Palestinians must recognize that the reality on the ground no longer lends itself to the establishment of two states. This therefore means a shift from the struggle for statehood to a struggle for equal rights under Israeli law — the right to representation in Israeli government and the right to live as any other Jewish national.
This could take the form of a single-state confederacy that guarantees both nationalities their rights — an idea that has an increasing amount of support, with Harvard University hosting a conference on the topic in March 2012 and a copious amount of literature discussing the possibility. Indeed, in April 2010, Knesset Speaker Reuven Rivlin said, “I would rather Palestinians as citizens of this country over dividing the land up.”
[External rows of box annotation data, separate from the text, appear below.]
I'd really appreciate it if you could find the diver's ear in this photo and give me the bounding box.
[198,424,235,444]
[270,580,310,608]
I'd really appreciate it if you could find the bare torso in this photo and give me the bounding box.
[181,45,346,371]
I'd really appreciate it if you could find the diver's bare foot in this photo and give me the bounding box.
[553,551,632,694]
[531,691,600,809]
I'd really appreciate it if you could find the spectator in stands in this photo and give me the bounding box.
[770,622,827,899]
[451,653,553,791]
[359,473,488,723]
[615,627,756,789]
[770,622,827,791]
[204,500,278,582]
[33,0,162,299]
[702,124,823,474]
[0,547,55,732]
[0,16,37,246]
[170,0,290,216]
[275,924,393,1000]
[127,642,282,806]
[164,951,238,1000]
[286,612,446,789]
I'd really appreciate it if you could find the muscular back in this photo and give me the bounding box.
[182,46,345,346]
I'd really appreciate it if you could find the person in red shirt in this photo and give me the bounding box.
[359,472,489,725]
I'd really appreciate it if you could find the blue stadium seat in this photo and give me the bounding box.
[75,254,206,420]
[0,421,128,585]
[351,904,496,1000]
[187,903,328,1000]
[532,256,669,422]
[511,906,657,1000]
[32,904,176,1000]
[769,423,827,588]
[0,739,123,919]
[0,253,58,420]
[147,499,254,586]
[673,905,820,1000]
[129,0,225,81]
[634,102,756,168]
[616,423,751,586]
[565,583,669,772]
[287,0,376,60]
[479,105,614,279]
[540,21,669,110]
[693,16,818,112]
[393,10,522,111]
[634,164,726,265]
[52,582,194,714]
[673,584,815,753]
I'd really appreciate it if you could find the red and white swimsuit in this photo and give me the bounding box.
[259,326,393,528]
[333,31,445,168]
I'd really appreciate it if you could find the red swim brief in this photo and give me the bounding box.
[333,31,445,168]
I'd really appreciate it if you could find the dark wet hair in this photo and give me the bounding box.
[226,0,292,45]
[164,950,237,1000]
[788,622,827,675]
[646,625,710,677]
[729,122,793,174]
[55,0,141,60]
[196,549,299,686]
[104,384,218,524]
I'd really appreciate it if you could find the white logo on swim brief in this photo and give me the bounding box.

Conscientious global citizens will recall that the answer to the problem of segregation in America was not separate facilities for separate peoples; similarly, the answer to apartheid South Africa was not the bantustanization of the native population. The answer was cohabitation, desegregation, and gradually, harmony.
It is now time that Israelis and Palestinians begin to walk down this path. Those Palestinians advocating a civil rights agenda should consider the following tactics to achieve this goal: proceedings at the International Criminal Court to bring war criminals to justice and pressure the Israeli government to grant basic rights; an end to restrictions on international assistance to the Palestinians; encouraging companies, universities, and countries to join the boycott, divestment, and sanctions movement against Israel; and coordinated grassroots popular resistance by Palestinians on the ground against Israel.
The Israeli government’s encouragement of settlement-building gradually ensures Israeli control over the occupied Palestinian territories and belies any intent to grant sovereignty to an independent, neighboring Palestine. If Israel cannot grant Palestinians sovereignty as an independent state, they must grant them representation as citizens within Israel.
Linah Alsaafin is a writer and editor based in the West Bank. Sadia Ahsanuddin is a researcher and writer based in New York.